Al via il primo contratto collettivo nazionale per dipendenti di studi legali

Toghe in tribunaleImportanti notizie per tutti i dipendenti degli studi legali, è infatti stato varato il primo contratto collettivo nazionale di lavoro per i dipendenti e per i collaboratori degli studi legali attuali o “potenziali”: contratto che mira ad essere un punto di riferimento per tutto il settore. Tra gli obiettivi primari, c’è quello  di contrastare in maniera più efficace il precariato di settore e, quando presenti, anche i rapporti in nero.

Il nuovo contratto nazionale, il primo di questa tipologia, è stato sottoscritto dall’Anai (l’Associazione nazionale avvocati italiani) e dalla Cse (Confederazione indipendente sindacato europeo), con alcuni spunti particolarmente interessanti sotto il profilo valutativo: il contratto ha in particolare una durata pari a due anni, e prevede tre livelli di inquadramento – a partire da 1.200 euro lordi al mese. Vengono inoltre previste specifiche disposizioni in tema di orario di lavoro, part-time e job-sharing (cioè, la condivisione fra più studi professionali del monte ore complessivo del singolo contratto).

I passi in avanti rispetto alla precedente normativa sono notevoli, e i diretti firmatari non mancano di sostenere la loro soddisfazione per i risultati raggiunti. In precedenza, infatti, ai dipendenti e ai collaboratori degli studi legali trovava principale applicazione il contratto collettivo nazionale del commercio, che evidentemente mal si prestava (o non lo faceva pienamente) alle esigenze dei dipendenti degli studi professionali.

In ogni caso, la stipula dell’accordo che ha sancito la nascita del nuovo contratto è solo il primo passo verso una maggiore disciplina del comparto.
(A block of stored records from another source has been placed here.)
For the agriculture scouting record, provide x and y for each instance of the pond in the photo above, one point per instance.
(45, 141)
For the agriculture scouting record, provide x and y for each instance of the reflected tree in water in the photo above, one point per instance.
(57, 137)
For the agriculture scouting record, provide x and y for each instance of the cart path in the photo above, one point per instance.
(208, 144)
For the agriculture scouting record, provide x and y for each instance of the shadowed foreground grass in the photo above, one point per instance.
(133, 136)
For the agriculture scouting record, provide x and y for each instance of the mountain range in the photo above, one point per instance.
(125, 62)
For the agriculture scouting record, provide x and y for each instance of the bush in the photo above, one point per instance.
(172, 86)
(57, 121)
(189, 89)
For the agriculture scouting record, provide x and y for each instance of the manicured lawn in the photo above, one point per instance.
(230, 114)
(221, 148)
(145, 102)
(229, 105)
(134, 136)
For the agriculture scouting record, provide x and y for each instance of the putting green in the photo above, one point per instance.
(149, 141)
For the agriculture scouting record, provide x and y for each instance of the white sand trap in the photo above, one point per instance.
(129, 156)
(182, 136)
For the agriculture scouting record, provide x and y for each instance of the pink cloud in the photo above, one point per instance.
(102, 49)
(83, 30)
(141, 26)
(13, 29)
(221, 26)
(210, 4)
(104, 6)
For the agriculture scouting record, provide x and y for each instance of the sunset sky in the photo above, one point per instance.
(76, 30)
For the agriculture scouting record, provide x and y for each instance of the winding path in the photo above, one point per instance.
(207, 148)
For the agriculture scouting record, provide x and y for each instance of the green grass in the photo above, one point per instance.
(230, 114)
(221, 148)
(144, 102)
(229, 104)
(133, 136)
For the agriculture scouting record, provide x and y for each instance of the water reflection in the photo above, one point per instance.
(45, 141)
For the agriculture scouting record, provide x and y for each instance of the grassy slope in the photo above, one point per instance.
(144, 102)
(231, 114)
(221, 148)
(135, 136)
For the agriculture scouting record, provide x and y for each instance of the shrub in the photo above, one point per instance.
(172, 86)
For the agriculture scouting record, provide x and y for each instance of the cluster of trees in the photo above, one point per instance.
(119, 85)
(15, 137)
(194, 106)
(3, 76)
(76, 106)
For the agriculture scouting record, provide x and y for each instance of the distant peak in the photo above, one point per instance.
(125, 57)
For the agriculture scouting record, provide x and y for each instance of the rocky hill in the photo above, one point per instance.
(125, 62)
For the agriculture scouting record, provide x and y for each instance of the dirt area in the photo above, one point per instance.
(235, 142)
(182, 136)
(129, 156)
L’Anai e il Cse hanno infatti già previsto l’istituzione di un gruppo di lavoro composto da esperti, al fine di poter studiare e verificare all’interno del settore il fenomeno delle collaborazioni coordinate e continuative, dei rapporti di apprendistato, di quelli di alta formazione e di ricerca. I risultati serviranno a definire le linee guida per il riconoscimento di un compenso “equo” e per la tutela di un welfare contrattuale.

Al gruppo di lavoro – riportava un focus curato dal quotidiano La Repubblica – verrà inoltre assegnato il compito di verificare il fenomeno del tasso di disoccupazione giovanile in alcune aree geografiche del Paese. “L’Anai e il Cse costituiranno, poi, un Ente bilaterale che si occuperà di produrre una serie di ricerche con lo scopo di ottimizzare l’organizzazione degli studi professionali, istituire un’assistenza sanitaria complementare per i collaboratori e i dipendenti degli studi legali e, infine, creare un fondo di previdenza complementare riservato a questi ultimi” – riportava ancora il quotidiano, per poi concludere con una dichiarazione di Maurizio de Tilla, presidente dell’Anai, secondo cui l’obiettivo di tali iniziative “è di esaminare i problemi della categoria, trovando delle soluzioni anche con l’aiuto del ministero del Lavoro”.